Ponter spalancò gli occhi dorati. — Ma… ma questa è pura depravazione! Per quanto fossero numerose le tribù, non avrebbero mai consumato tutta quella carne. E inoltre, uccidere a quel modo mi sembra un segno di vigliaccheria.
— N… non intendevo metterla a quel modo — disse Angela, arrossendo. — Voglio dire, noi riteniamo che sia una temerarietà infantile esporsi a rischi inutili, per cui…
— Vi lanciate giù da aeroplani — disse Ponter. — Vi arrampicate su pareti di roccia in verticale. Avete trasformato pugni e calci in attività sportive. L’ho visto in TV.
— Non tutti facciamo di queste cose — negò Angela in tono calmo.
— E va bene — proseguì Ponter. — Ma, a parte gli sport pericolosi, ho visto altri comportamenti che sono diffusi. — Indicò il bancone del bar. — Fumare tabacco, bere alcol: entrambe cose che, per quanto ne so, sono dannose. Ed entrambe, tra l’altro — annuì rivolto a Henry — derivano dall’agricoltura. Mi pare che possano essere classificate come rischi inutili. Come fate a uccidere gli animali in quel modo vigliacco, per poi esporvi a rischi come… ah, un attimo! Ho capito.
— Capito cosa? — chiese Mary.
— Già… — le fece eco Henry.
— Datemi solo un momento — disse Ponter, inseguendo un pensiero vagante. Qualche secondo dopo, annuì. — Voi gliksin bevete alcol, fumate e vi cimentate in sport pericolosi per dimostrare le vostre capacità residuali. Alle persone che vi circondano, è come se diceste: “Nei momenti in cui sono sotto sforzo, posso anche abbassare la guardia, ma ho energie di riserva. Messaggio ai possibili partner: in questo momento non sto agendo al massimo delle mie potenzialità. Per cui, quando la situazione sarà tesa, mi resteranno parecchie forze da spendere”.
— Sul serio? È una prospettiva affascinante — disse Mary.
— Lo so, perché anche il mio popolo fa lo stesso. Però, in modo diverso. Quando andiamo a caccia…

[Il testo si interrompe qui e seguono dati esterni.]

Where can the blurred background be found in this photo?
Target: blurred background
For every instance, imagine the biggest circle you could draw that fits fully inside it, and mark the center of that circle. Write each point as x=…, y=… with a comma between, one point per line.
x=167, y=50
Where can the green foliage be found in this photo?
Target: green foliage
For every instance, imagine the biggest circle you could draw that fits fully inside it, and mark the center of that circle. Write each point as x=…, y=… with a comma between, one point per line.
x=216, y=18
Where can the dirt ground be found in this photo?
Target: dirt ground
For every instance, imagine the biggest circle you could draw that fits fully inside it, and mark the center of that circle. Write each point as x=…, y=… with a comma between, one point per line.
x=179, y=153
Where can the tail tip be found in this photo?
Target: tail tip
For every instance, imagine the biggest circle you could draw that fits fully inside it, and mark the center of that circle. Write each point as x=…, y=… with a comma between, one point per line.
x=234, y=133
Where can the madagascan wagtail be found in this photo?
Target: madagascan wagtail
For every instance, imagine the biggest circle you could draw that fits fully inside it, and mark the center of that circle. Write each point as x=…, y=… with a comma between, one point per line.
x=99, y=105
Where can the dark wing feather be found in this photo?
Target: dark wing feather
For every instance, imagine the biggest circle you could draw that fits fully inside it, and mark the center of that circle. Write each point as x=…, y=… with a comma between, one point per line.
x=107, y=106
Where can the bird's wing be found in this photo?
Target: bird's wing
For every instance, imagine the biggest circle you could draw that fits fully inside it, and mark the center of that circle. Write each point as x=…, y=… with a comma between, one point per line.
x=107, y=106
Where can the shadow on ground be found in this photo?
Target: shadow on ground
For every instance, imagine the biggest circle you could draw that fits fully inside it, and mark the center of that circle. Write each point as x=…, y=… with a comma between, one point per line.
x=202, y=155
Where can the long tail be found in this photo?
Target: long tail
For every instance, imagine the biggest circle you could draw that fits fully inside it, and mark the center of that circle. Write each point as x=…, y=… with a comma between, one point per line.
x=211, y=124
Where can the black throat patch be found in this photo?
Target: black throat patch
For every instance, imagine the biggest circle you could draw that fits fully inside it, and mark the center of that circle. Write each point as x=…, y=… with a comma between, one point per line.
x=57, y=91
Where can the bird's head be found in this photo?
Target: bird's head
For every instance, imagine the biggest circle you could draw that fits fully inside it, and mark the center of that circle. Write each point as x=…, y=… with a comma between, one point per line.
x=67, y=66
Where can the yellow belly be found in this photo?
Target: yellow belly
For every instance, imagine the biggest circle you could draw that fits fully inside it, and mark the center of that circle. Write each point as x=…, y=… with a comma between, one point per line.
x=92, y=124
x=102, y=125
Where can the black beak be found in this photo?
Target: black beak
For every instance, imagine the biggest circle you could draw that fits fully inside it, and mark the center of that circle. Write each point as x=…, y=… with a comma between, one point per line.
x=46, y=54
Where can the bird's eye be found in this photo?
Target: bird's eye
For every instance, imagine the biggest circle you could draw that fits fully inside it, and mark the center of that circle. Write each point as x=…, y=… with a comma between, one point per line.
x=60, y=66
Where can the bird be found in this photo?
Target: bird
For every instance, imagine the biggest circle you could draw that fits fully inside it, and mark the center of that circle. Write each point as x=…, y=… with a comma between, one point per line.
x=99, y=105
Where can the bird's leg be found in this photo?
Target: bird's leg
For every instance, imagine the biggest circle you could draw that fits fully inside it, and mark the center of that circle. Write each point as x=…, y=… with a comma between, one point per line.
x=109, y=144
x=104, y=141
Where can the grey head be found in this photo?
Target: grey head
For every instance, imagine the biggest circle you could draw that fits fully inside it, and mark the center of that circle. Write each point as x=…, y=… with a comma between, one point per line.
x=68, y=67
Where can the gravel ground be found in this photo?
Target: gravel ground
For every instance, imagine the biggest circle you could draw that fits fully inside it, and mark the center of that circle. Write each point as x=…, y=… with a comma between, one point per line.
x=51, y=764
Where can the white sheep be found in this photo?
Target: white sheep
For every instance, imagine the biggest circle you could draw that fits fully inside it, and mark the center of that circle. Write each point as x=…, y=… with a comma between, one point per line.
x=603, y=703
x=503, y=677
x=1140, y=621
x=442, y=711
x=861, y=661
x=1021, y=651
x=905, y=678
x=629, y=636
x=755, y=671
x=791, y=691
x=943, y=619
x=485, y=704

Mary colse al volo: — Quando andate a caccia, non scegliete la via più facile. Non fate precipitare i branchi dai dirupi, né li colpite con le lance da una distanza di sicurezza, come invece facevano i miei antenati su questa versione della Terra. No. Anche su questo pianeta, i tuoi antenati si cimentavano in scontri corpo a corpo con le prede, abbattendole una per una, e piantando loro addosso le lance da vicino. Immagino che questo veicoli lo stesso messaggio che fumare e bere: “Ehi, dolcezza, so procurarti la cena a mani nude. Perciò, anche se la faccenda si facesse difficile, e fossi costretto a cacciare in modo più prudente, sta’ sicura che il lardo non mancherà mai sulla tavola”.
— Esatto — approvò Ponter.
Mary annuì. — I conti tornano. — Indicò un tipo smilzo seduto sul lato opposto del locale. — Quell’uomo, Erik Trinkaus, ha scoperto che i fossili di molti neanderthal presentano le stesse contusioni degli attuali partecipanti ai rodei, come se fossero stati disarcionati dagli animali durante una lotta ravvicinata.
— Sì, assolutamente — disse Ponter. — Qualche volta anch’io sono caduto da un mammut, quando…
— Da… cosa?! — esclamò Henry.
— Da un mammut, quando…
— Un mammut! — ripeté Angela incredula.
Mary sorrise. — Ho come l’impressione che la conversazione durerà ancora un po’. Offro io il prossimo giro.